There have always been worries that the Chinese government could use its power to force homegrown technology companies like ZTE, Huawei, Qihoo 360 and Lenovo to spy on user communications, but now a bombshell has landed that shows Lenovo is forcing adware onto users’ computers on the company’s own volition.

According to Errata Security, an ad-supported software on Lenovo computers called SuperFish is “designed to intercept all encrypted connections… It does this in a poor way that it leaves the system open to hackers or NSA-style spies.”

SuperFish apparently resides on all Lenovo laptops registered after “mid-2013”. Errata reports that SuperFish’s advertising injects JavaScript code into webpages and installs a transparent-proxy service on the laptop that intercepts browser connections.
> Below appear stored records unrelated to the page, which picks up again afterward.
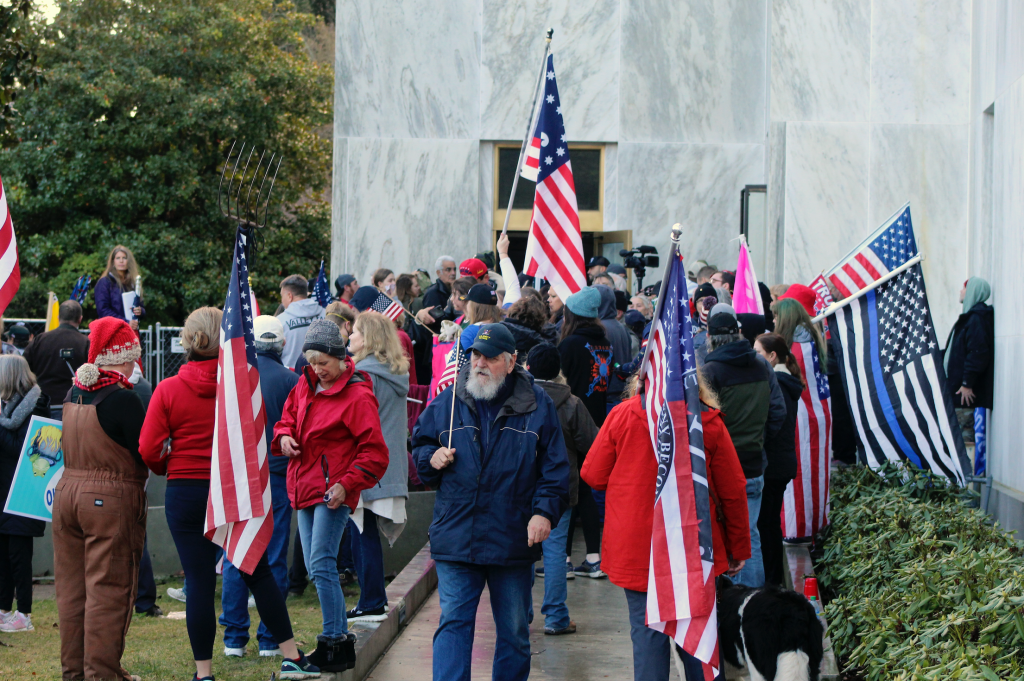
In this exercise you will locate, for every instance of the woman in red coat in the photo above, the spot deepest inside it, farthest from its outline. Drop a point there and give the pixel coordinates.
(622, 463)
(331, 430)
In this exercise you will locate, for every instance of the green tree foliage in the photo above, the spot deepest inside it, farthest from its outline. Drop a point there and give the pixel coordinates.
(125, 142)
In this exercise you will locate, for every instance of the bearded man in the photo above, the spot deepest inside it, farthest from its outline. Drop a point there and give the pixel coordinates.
(502, 477)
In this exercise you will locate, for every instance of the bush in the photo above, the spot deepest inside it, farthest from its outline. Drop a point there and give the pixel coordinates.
(926, 589)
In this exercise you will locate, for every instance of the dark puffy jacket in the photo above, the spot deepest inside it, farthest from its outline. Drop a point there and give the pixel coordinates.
(781, 445)
(13, 427)
(525, 338)
(587, 359)
(109, 300)
(275, 383)
(504, 473)
(972, 350)
(741, 382)
(579, 430)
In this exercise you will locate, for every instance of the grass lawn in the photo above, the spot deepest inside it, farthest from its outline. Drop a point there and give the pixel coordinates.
(158, 648)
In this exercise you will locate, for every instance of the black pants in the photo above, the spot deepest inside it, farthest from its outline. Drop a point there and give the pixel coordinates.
(770, 526)
(185, 509)
(590, 515)
(15, 572)
(146, 596)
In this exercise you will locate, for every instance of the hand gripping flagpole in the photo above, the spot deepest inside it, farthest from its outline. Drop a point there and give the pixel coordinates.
(529, 127)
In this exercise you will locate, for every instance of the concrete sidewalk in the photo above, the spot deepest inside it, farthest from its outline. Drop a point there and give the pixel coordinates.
(600, 648)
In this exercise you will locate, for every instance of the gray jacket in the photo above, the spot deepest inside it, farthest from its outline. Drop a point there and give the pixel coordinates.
(390, 390)
(297, 318)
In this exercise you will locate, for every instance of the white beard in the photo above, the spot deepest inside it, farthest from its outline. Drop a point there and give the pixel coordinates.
(483, 385)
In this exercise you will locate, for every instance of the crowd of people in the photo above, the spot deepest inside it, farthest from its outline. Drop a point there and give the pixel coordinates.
(543, 428)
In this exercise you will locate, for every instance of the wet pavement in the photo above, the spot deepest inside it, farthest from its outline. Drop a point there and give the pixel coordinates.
(599, 649)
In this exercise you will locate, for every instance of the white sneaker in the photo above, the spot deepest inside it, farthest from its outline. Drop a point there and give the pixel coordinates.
(16, 622)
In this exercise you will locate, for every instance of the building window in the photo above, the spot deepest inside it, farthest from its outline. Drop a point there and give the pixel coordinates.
(588, 175)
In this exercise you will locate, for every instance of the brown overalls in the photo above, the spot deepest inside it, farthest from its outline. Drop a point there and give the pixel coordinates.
(99, 510)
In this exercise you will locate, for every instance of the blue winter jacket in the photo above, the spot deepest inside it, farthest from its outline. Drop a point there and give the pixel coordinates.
(275, 383)
(504, 473)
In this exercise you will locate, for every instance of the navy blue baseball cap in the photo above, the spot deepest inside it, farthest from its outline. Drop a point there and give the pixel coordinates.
(493, 339)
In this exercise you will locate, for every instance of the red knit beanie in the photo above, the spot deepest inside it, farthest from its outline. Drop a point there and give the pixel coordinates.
(802, 294)
(111, 342)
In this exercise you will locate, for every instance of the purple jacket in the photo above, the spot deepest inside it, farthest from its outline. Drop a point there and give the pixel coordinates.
(109, 302)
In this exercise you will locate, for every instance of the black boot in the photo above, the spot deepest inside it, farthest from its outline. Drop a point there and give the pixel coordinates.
(347, 647)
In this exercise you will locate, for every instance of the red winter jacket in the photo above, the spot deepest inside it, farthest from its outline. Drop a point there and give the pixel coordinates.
(182, 409)
(622, 462)
(340, 427)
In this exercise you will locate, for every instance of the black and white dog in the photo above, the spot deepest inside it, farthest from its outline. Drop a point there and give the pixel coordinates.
(772, 631)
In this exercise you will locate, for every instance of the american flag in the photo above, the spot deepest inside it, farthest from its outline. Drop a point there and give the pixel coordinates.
(240, 494)
(322, 289)
(889, 247)
(390, 308)
(681, 587)
(805, 504)
(893, 375)
(554, 249)
(454, 362)
(10, 273)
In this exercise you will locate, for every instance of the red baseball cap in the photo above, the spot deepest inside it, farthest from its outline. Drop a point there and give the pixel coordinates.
(473, 267)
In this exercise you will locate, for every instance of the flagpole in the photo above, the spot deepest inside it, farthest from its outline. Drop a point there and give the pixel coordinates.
(529, 125)
(677, 232)
(846, 301)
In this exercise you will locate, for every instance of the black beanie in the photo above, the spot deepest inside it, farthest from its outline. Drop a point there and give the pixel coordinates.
(544, 362)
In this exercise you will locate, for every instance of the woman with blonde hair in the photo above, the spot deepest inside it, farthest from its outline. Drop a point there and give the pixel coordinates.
(177, 441)
(376, 350)
(23, 398)
(622, 462)
(119, 278)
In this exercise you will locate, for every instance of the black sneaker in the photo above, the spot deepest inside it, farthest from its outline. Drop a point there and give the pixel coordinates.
(378, 614)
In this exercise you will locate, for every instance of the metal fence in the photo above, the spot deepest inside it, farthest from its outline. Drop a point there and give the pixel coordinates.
(162, 351)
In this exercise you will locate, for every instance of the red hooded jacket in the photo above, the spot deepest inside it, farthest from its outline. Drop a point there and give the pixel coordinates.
(339, 428)
(622, 462)
(181, 409)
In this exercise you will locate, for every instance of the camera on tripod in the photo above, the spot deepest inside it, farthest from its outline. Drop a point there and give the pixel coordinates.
(638, 260)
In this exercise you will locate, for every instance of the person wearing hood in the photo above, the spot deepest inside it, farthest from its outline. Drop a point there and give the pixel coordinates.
(781, 452)
(275, 383)
(300, 311)
(99, 506)
(330, 429)
(969, 353)
(742, 381)
(177, 441)
(622, 346)
(579, 431)
(587, 365)
(376, 350)
(23, 398)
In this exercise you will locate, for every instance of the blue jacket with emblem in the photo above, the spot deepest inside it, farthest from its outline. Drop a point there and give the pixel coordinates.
(504, 472)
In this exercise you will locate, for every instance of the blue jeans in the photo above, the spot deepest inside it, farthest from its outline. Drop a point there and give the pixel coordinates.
(321, 529)
(369, 557)
(753, 573)
(460, 586)
(235, 593)
(556, 613)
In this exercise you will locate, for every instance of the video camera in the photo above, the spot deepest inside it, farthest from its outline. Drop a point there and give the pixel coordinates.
(638, 260)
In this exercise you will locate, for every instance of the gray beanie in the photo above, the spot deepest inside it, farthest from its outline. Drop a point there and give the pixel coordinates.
(325, 336)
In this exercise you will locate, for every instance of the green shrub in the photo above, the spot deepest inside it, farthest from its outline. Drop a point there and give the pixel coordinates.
(925, 588)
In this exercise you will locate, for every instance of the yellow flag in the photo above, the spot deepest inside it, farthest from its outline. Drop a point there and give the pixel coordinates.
(52, 306)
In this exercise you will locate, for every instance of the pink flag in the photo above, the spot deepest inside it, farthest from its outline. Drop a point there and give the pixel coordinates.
(745, 296)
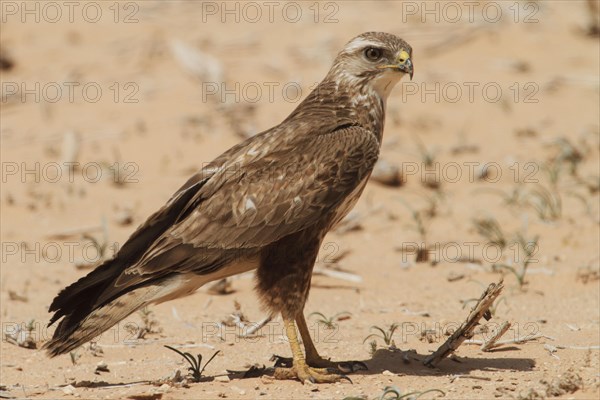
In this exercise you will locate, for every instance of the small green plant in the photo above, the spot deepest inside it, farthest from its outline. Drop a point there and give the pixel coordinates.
(329, 322)
(195, 363)
(385, 335)
(394, 393)
(491, 230)
(372, 347)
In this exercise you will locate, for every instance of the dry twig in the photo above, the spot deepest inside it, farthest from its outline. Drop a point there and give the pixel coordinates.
(481, 310)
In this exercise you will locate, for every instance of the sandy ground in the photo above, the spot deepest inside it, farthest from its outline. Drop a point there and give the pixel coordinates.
(504, 108)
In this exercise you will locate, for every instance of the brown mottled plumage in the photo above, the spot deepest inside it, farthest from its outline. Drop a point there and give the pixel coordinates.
(264, 204)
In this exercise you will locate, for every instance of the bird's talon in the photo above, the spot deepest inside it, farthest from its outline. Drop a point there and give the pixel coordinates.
(306, 374)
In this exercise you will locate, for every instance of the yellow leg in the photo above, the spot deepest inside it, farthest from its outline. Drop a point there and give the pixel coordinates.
(315, 360)
(312, 355)
(300, 370)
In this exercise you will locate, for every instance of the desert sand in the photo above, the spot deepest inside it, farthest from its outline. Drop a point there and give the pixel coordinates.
(107, 108)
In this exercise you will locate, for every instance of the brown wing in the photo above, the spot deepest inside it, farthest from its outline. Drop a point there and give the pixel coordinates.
(246, 205)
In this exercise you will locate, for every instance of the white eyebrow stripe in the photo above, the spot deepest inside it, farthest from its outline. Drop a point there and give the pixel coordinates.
(360, 43)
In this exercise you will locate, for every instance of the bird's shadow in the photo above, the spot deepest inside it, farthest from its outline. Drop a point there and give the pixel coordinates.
(411, 363)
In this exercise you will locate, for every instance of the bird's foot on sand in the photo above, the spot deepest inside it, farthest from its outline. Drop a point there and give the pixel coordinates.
(346, 367)
(305, 374)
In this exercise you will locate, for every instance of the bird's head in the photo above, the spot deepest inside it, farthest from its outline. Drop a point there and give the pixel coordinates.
(375, 60)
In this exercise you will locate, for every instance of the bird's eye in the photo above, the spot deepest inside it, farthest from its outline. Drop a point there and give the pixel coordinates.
(373, 53)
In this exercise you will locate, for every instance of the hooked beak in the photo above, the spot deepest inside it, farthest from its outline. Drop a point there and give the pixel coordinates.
(403, 63)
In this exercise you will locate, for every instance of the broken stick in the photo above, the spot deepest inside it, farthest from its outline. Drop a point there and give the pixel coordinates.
(465, 331)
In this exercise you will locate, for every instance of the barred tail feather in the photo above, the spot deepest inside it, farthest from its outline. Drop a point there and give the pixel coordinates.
(72, 332)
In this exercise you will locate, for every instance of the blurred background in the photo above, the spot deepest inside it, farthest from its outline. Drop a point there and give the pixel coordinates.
(108, 107)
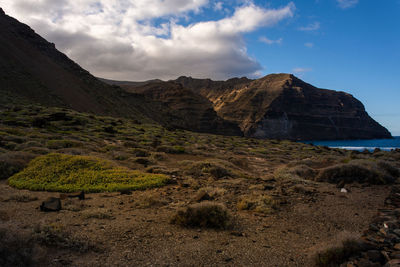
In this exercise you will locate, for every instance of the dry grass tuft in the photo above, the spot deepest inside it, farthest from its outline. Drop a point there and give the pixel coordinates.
(362, 171)
(258, 203)
(339, 250)
(206, 214)
(21, 198)
(101, 214)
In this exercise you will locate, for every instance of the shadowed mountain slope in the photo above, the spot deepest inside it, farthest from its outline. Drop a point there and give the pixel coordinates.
(183, 108)
(33, 69)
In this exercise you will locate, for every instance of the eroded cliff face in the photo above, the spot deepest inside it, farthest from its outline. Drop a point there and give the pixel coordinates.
(183, 108)
(284, 107)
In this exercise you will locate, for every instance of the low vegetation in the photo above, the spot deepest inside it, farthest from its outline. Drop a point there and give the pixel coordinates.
(56, 236)
(359, 171)
(258, 203)
(68, 173)
(340, 250)
(205, 214)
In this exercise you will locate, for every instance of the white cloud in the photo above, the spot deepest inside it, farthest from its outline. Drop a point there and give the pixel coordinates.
(311, 27)
(309, 45)
(301, 70)
(344, 4)
(121, 40)
(218, 6)
(269, 41)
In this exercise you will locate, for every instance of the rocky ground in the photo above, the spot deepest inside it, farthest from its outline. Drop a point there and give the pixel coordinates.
(135, 230)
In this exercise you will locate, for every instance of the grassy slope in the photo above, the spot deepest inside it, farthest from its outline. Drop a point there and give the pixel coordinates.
(28, 131)
(68, 173)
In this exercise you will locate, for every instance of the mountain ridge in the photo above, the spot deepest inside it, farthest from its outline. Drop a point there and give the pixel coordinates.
(277, 106)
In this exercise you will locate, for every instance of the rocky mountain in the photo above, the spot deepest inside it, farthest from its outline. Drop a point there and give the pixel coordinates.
(184, 108)
(283, 106)
(33, 69)
(276, 106)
Yet Mark Hopkins, the program manager for Lenovo social media, responded about a month ago that “Superfish technology is purely based on contextual/image and not behavioral. It does not profile nor monitor user behavior. It does not record user information. It does not know who the user is. Users are not tracked nor re-targeted. Every session is independent. When using Superfish for the first time, the user is presented the Terms of User and Privacy Policy, and has option not to accept these terms, i.e., Superfish is then disabled.”

The good news is FireFox or Chrome users are not affected, even if they do use infected Lenovo laptops. So only users who use Internet Explorer are vulnerable.

But removing the adware software reportedly does not solve the problem because the root certificates are still embedded into Lenovo laptops. So a savvy user must manually go into the computer’s settings to remove that errant certificate.